This morning reports of John McCain's health insurance reform ideas were all over the news. The idea of an open market seems capitalistic, and fitting for a democratic nation, at first glance. Open market on the professions, human condition careers and their supports. What a novel idea, I would like to explore that concept a little bit further. Lets examine the idea from the perspective of the insurance company, health care providers, and the patient using the who, what, when, where, how and why format.
Health Care Insurance Companies:
Who: Insurance companies present and those to be formed dealing with health care payment.
What: Health insurance will take money from members and purchase the care responses based on the member's level of membership.
When: This could take years to implement.
Where: United States, nation wide, not regionally.
Why: Uninsured patients are draining our medical cookie jar. Uninsured patients include people in the country illegally.
How: U.S. Government would give employer's health insurance payments directly to the health insurance company designated by the patient. Employers would no longer be the health insurance provider for employees. Patients would be independent consumers mining available health insurance providers for the most protection for the dollar. This would put pressure on the insurance companies to keep costs of memberships low.
Health Care Providers:
Who: Facility owners, facility supporters and direct care providers such as doctors, nurses, dentists, psychiatrists and others.

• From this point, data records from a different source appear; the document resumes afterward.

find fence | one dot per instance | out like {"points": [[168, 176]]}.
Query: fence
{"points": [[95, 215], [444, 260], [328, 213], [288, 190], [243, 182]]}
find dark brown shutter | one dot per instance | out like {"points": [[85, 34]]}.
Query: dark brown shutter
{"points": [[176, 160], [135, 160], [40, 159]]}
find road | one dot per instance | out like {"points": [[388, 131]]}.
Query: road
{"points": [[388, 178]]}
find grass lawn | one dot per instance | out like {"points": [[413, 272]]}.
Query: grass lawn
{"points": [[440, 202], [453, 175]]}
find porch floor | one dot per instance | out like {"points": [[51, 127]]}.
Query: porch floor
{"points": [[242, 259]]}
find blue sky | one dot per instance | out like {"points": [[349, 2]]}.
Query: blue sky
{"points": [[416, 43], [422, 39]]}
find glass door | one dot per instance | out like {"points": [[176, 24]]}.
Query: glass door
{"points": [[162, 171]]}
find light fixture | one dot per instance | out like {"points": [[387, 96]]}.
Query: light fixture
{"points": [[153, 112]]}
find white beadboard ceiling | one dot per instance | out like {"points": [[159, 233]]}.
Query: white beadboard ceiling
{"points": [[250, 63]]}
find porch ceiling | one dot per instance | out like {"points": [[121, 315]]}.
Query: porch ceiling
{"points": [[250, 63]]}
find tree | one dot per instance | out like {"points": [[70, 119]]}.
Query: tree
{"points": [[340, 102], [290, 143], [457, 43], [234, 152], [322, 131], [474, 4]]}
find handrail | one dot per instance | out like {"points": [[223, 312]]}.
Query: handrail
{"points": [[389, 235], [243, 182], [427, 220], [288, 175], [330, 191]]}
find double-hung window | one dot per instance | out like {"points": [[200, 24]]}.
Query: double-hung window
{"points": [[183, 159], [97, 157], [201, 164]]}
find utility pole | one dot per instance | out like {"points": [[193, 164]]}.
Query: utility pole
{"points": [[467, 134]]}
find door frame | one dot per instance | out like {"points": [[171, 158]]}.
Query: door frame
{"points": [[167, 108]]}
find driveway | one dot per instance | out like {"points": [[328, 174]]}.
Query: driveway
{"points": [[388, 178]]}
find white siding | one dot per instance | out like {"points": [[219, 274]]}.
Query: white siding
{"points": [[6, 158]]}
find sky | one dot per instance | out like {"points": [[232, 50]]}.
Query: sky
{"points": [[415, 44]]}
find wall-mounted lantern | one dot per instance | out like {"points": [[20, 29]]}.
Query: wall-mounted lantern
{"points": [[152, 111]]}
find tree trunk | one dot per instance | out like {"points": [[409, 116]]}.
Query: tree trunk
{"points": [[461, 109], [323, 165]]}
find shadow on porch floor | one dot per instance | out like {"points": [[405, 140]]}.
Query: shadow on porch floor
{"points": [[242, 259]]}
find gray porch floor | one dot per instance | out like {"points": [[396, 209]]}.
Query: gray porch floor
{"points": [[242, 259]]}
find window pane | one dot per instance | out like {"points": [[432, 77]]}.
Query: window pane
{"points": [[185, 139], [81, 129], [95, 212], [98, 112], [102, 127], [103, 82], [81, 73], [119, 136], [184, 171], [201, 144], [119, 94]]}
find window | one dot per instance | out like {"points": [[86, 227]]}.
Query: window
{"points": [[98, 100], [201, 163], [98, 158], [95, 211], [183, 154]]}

What: Dollars would come from Health Care Insurance Companies instead of the many money streams currently in place, including the Federal Government. Facilities would be directly beholden to the insurance companies.
When: This could take years to develop a system and put it in place.
Where: All of the United States as one.
Why: To standardize the quality and quantity of care and payment for that care as a patient driven and insurance company centered model.
How: This is a good question. How would the providers and the support system function under the patient driven model?
The Patient:
Who: The patient would decide on the insurance plan right for him/her and the family. Insurance companies, which would still strive to realize the maximum profit possible, would probably structure a multiple level care program approach.
What: The patient would decided on the plan based on their need and ability to pay for the extras. I would imagine the tiered membership would begin with the basics for check-ups and proactive items paid for, but radical procedures would not be paid for under the plans, without additional payment. Insurance companies have the data to study which ailments are common and which are uncommon and would structure a membership accordingly.
When: This is any one's guess.
Where: Everyone, no matter the geography or environment, would have a certain number of dollars to spend from the U.S. Government for health care insurance. I wonder how long a rural clinic and hospital would remain open and operational if there were not the people around who would maintain the facility. Would this lead to dis entitlement? Something to ponder.
Why: People, under this system, would drive the market. A market driven health insurance system partially or totally paid for by the government's direct pay of premiums to the insurance company. Did I get this right?
How: People would be able to decide which health insurance company would receive their health insurance dollars. Employers would no longer take part in the health welfare of employees, that responsibility would fall to the employee. For example, a farmer, who never did work for an employer, who never received government subsidy for employee health care, is going to be responsible for providing his/her own health care. How is this a change for those who are the bravest of our workforce? Are we going to expect the patient to know actuarally what they can expect to need care for? Are we going to expect the patient to know the language well enough to know what they are purchasing is what they will need?
I have some nagging questions. Will this lead to health care providers cow towing to insurance companies? Will such a system curtail research? Will this system turn insurance companies loose to know and manage everything? How will this help those who have no money to pay for insurance or are geographically or functionally distant from services?